API_KEY: Required for BTC dominance data from Coinstats API
- BTC/BTC.D Trends: ±0.5% for 7-hour changes
- MWC (Weekly): ±2.0% threshold
- HWC (Monthly): ±5.0% threshold
- Price Data: Binance Exchange via CCXT library
- Dominance Data: Coinstats.app API (requires API key)
- Timeframes: Multiple timeframes for comprehensive analysis
The system includes built-in risk management:
- Data validation with timestamp continuity checks
- Confidence scoring based on trend alignment
- Risk context analysis for each market condition
- Error handling for incomplete or inconsistent data
| BTC Trend | BTC.D Trend | MWC Trend | Recommendation |
|---|---|---|---|
| Bullish | Bullish | Bullish | Strong BTC buy (Low risk) |
| Bullish | Bearish | Bullish | Risky altcoin buy (Requires confirmation) |
| Bearish | Bearish | Bullish | Altcoin buy (Low risk) |
| Sideways | Sideways | Bullish | Market range (Low risk) |
| Sideways | Bearish | Bullish | Altcoin accumulation (Low risk) |
| Bearish | Bullish | Bullish | BTC short (Medium risk) |
Note: The complete decision matrix contains 27 combinations, with recommendations tailored to each market condition including risk levels.
The system handles various error conditions:
- INCOMPLETE_DATA: When insufficient data points are available
- TIMESTAMP_DISCONTINUITY: When data gaps exceed thresholds
- API errors: Network and exchange-specific errors with retry logic
- Confidence Score: 50-95% based on trend alignment
- Risk Assessment: Low/Medium/High risk classifications
- Trend Alignment: MWC-HWC conflict detection
Potential improvements:
- Real-time data streaming integration
- Additional technical indicators
- Backtesting framework
- Portfolio management features
- Alert system integration
- Web dashboard interface
This project is for educational and research purposes. Use at your own risk for trading decisions.

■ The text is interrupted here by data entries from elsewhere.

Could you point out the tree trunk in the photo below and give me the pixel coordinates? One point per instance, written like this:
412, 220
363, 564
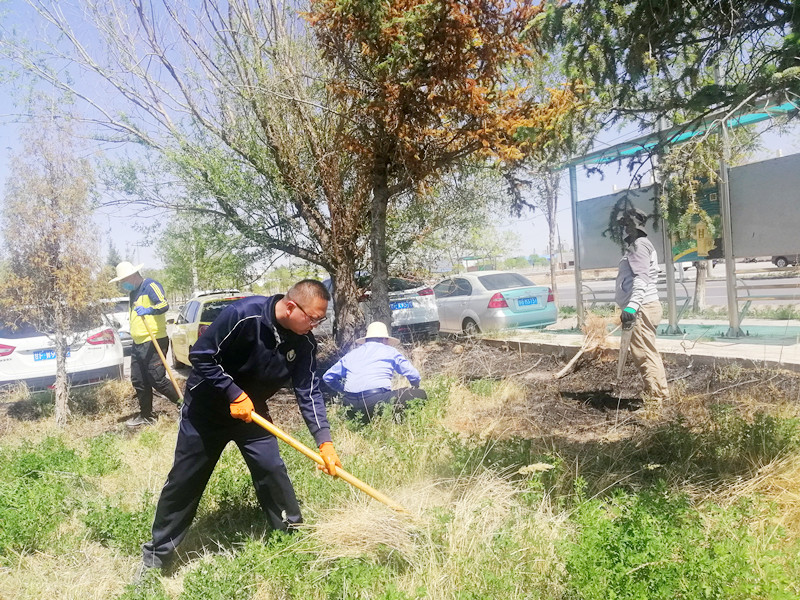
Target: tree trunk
62, 383
699, 301
550, 183
379, 301
348, 317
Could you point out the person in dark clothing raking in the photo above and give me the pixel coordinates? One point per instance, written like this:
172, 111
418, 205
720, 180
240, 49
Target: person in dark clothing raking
255, 346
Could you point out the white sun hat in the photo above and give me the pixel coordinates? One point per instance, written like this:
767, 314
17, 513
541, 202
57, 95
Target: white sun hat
378, 330
125, 269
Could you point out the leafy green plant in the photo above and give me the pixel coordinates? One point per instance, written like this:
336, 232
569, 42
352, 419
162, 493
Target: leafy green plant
36, 494
654, 545
117, 527
104, 455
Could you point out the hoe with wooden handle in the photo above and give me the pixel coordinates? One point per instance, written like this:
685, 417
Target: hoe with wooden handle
163, 358
340, 472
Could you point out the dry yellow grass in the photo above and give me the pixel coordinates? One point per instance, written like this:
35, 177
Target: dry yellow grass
779, 482
487, 416
90, 573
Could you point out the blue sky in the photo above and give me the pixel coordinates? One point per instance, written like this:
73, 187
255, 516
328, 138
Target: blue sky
117, 224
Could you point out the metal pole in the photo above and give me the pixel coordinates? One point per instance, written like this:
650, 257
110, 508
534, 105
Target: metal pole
669, 264
573, 194
727, 228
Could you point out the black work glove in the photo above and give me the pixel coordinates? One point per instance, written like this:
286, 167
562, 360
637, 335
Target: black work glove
627, 317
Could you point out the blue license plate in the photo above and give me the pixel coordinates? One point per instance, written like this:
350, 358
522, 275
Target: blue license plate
44, 355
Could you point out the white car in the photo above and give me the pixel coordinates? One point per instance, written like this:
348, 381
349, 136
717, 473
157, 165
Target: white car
414, 311
29, 356
484, 301
118, 311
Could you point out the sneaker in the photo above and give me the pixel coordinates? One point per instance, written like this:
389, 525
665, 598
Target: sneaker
140, 421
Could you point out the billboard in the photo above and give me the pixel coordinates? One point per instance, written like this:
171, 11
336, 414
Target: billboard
765, 207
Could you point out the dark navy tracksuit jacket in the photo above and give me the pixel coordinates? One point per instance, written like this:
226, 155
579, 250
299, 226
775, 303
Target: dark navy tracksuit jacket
246, 350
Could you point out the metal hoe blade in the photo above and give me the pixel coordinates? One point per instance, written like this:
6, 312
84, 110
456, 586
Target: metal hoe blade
624, 344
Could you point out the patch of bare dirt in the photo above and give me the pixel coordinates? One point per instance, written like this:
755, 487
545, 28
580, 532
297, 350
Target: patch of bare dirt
587, 404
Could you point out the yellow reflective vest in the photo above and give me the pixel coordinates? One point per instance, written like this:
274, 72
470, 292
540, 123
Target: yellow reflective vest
149, 294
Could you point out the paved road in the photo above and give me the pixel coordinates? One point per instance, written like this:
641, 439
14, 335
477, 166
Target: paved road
715, 291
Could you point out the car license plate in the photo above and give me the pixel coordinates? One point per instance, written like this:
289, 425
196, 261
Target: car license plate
44, 355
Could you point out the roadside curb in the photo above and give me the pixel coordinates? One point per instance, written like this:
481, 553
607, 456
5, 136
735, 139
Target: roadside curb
680, 358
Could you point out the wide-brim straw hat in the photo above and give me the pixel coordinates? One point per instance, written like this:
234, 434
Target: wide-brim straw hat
378, 330
125, 269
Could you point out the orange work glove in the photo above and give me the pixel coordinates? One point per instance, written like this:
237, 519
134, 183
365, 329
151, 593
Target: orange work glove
330, 457
242, 407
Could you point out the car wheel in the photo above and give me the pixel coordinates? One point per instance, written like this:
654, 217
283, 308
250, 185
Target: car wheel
470, 328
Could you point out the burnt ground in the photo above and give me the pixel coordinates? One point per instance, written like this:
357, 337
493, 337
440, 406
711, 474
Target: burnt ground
586, 405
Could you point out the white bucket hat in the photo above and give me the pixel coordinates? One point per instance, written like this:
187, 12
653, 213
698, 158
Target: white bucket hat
125, 269
378, 330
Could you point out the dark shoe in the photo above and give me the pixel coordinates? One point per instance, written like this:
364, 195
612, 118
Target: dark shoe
140, 421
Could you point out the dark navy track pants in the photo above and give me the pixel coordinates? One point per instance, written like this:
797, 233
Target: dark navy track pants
201, 439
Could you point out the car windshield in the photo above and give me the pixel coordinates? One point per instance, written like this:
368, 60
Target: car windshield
499, 281
396, 284
22, 330
212, 309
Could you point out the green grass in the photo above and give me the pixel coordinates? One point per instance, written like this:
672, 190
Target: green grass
779, 313
645, 518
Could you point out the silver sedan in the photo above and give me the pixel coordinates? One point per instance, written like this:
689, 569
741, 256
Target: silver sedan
492, 300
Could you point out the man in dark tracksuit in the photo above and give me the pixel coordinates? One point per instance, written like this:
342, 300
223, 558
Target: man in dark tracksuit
148, 304
248, 353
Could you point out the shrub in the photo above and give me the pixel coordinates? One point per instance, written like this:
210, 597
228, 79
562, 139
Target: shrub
119, 528
655, 545
36, 494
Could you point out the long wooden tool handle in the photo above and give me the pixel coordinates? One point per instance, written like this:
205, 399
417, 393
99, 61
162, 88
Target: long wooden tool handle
163, 358
340, 472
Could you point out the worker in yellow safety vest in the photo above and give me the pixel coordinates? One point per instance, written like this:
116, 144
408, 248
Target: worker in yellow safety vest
147, 302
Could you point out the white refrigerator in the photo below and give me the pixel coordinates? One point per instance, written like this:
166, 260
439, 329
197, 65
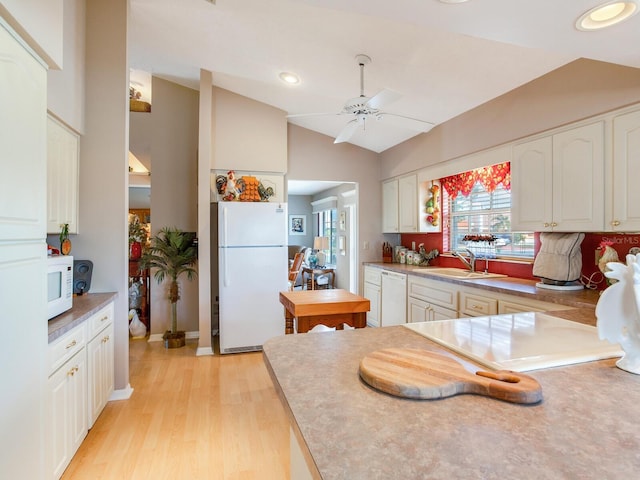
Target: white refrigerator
252, 271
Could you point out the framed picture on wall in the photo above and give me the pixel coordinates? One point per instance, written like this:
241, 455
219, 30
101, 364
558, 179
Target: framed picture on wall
297, 224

Trading involves significant risk of loss. This software is provided for educational purposes only and should not be considered financial advice. Always conduct your own research and consult with a qualified financial advisor before making investment decisions.
Contributions are welcome! Please feel free to submit issues, feature requests, or pull requests.
Note: Ensure you have proper API access and comply with the terms of service for all data providers used in this project.